The proposed $10.1 million budget — which would be the largest in town history — also has some residents worried about their property tax bills. If the budget and all 36 other articles on the ballot pass this year, Morristown’s municipal tax rate is estimated to go up by about 25%. On a $200,000 home — which U.S. Census data shows is near the median home value in town — that would amount to a roughly $525 annual municipal tax increase. Municipal taxes are separate from state education taxes.
Morristown Town Administrator Eric Dodge said the proposed budget increase is driven largely by higher salaries for town employees — including his own.
The selectboard wants town jobs to be as competitive as possible at a time when many other municipalities are vying for workers, Dodge said. “In many conversations, I was hearing, how do we attract new employees? My focus was on retaining the ones I had.”
All Morristown employees are slated to get an 8.7% “cost of living adjustment,” Dodge said, though per the town’s pay grades, some would get larger raises. The fiscal year 2024 budget includes about 25% more money for planning and zoning salaries than the current budget; about 12% more for highway department salaries; and about 10% more for employees in the town clerk and treasurer’s office, among others.
Dodge’s salary is slated to increase 8.7% to about $101,200. He was making about $63,400 when he was hired as interim administrator in April 2021, and some residents have raised concerns about how much his pay has gone up in that time.
“People are thinking this is excessive,” resident Cathy Chafee said at a selectboard meeting last month. “Nobody gets a $40,000 raise in two years. Nobody.” (Dodge has maintained that his salary is comparable to that of other town administrators).
Dodge said this year’s sharp budget increase also makes up for years of budgeting by previous town governments — some of which he was a part of as a selectboard member — that has since proven to be too conservative. Morristown’s population has grown, and with it a need to bolster municipal services, he argued. The town’s fiscal year 2023 budget rose roughly 12.5% from the 2022 budget, though Dodge said before that, the town had long averaged an annual budget increase of less than 4%.
Morristown gained about 200 new residents from 2010 to 2020, according to Census data, and gained roughly 95 additional residents from 2020 to 2021.
Some outspoken opponents of the budget, including selectboard candidate Travis Sabataso, have said they believe single-digit increases are more appropriate for a community the size of Morristown. Sabataso works for Essex Town, where he said he helps develop that community’s annual budget.

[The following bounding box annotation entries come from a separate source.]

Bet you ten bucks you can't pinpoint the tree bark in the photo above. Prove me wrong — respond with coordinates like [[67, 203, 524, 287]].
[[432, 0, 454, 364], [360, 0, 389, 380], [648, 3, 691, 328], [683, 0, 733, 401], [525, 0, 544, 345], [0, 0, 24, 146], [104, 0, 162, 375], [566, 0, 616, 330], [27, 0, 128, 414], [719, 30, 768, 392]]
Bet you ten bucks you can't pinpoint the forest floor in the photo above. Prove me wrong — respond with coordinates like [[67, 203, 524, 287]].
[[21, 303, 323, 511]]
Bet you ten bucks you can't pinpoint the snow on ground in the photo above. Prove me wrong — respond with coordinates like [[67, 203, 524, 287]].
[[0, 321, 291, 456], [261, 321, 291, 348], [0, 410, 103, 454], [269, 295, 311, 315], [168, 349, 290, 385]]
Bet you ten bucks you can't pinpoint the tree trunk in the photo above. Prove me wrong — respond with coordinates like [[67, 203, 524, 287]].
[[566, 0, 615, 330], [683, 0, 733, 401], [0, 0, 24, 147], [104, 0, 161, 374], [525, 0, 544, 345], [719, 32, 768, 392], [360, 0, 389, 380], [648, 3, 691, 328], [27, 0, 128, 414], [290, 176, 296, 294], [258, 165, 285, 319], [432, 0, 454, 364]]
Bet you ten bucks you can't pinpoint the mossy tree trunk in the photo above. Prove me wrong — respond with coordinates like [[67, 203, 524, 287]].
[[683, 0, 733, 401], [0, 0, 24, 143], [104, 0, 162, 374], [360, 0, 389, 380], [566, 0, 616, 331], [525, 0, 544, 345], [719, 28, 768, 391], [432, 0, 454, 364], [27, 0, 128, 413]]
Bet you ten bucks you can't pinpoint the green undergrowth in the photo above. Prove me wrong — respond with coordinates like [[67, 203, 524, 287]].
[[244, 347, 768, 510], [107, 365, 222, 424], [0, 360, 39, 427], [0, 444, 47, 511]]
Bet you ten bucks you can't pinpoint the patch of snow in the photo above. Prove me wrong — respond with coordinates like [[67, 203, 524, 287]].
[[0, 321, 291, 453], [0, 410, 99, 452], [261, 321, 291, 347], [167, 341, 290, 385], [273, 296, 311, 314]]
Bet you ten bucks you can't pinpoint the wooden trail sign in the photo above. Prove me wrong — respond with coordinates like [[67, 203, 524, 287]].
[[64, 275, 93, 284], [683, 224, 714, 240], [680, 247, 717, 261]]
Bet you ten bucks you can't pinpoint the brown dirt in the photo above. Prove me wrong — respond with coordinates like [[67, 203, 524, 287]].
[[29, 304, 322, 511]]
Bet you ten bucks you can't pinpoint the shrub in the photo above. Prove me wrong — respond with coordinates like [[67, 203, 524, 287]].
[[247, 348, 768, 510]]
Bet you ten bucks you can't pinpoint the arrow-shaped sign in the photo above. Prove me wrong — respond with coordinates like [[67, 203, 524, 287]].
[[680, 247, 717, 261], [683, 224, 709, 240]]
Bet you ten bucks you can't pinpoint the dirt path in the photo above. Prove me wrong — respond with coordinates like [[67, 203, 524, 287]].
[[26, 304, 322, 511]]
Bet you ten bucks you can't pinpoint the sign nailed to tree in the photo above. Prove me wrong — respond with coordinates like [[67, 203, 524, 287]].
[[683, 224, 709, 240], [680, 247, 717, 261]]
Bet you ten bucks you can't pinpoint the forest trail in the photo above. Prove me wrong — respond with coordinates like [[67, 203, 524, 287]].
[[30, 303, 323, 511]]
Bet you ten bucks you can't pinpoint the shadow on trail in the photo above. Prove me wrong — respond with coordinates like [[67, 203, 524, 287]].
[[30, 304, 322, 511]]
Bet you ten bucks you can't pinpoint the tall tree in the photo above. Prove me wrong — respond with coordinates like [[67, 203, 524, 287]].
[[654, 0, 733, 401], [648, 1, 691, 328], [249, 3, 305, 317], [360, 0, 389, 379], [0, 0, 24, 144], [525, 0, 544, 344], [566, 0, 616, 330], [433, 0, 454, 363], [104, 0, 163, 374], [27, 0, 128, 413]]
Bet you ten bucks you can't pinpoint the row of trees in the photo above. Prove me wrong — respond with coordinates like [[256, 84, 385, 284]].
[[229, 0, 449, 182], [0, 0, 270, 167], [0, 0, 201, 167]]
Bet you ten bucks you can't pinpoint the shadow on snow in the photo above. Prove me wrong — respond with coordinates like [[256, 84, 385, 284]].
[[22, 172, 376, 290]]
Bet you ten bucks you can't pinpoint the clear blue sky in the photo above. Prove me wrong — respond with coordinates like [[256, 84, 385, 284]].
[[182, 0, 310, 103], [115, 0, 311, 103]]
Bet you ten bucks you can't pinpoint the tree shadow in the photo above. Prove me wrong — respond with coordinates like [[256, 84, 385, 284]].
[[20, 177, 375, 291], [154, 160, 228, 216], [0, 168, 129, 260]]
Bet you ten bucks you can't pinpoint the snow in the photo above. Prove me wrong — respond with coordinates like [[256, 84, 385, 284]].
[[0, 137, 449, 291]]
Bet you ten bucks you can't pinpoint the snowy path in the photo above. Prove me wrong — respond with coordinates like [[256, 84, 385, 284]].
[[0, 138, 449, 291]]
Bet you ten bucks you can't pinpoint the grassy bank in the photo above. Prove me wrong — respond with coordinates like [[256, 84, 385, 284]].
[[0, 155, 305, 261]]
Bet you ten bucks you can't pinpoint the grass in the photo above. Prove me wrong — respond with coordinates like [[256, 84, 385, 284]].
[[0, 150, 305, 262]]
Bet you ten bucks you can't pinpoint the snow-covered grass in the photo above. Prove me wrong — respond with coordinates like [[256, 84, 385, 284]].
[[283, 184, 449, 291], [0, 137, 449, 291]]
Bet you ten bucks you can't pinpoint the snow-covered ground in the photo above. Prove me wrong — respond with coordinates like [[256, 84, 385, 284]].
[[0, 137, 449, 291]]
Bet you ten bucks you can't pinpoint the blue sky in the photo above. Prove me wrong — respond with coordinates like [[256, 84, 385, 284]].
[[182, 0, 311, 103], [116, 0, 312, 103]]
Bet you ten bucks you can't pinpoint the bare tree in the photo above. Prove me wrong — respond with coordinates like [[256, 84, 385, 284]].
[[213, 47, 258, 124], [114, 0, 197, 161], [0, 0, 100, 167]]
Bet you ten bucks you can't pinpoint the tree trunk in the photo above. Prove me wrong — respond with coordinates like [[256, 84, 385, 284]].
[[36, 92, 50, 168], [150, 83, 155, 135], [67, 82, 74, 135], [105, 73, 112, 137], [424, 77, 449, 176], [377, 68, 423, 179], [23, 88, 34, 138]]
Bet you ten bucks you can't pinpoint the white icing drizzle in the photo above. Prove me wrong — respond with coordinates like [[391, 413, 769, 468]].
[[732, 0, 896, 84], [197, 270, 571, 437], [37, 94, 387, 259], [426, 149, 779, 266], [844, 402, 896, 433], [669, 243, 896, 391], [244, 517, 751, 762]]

“I think the vocal portion of the public — we’re probably talking 20, 30 people, the ones who are coming to the meetings and speaking up and talking on Front Porch Forum — are definitely very upset with the budget,” Sabataso said.
The town also plans to increase its police budget by 20% in fiscal year 2024, which officials said is necessary after a 27% spike in incidents police responded to in 2022 versus 2021. The town has budgeted for an additional full-time police officer, who would work an overnight shift that selectboard members have said is badly needed.
The latest budget also accounts for a new human resources director position and would shift the town’s part-time recreation coordinator to a full-time role, Dodge said.
The budget process has been “extremely contentious” in recent public meetings, selectboard member Don McDowell said at the selectboard meeting last month. A 30.8% increase is “a huge number,” McDowell said, though he told people at the meeting that the selectboard had already trimmed the budget down from what would have been a 40% increase, and wasn’t sure what more could be cut.
“I can tell you without exception, there are tremendous people working for this town and getting stuff done for us,” McDowell said. “They’re earning their salaries.”
Multiple residents at that February meeting said they thought the town could have done a better job putting information about the budgeting process out to residents — a notion that some board members, including chair Bob Beeman, were quick to dispute.
“Whose fault is that?” Beeman said in one heated exchange with town resident Tom Cloutier. “See, everybody’s gotten lazy. We’ve got to serve it to you on a platter. You want me to come to your house and explain it to you at your kitchen table?”
Sabataso said he thinks communication between the town government and residents like himself has become fractured as the vote on the budget gets closer.
“We’ve had people come to meetings almost in tears that they’re going to have to sell their homes,” he said. “It’s not responsible, in my mind, to have put this budget forward.”
Town Meeting Day is March 7. Morristown will not have a floor meeting this year; residents who want to vote in-person can do so at the municipal offices, which are located at 43 Portland St. Polls are set to be open from 8 a.m. to 7 p.m.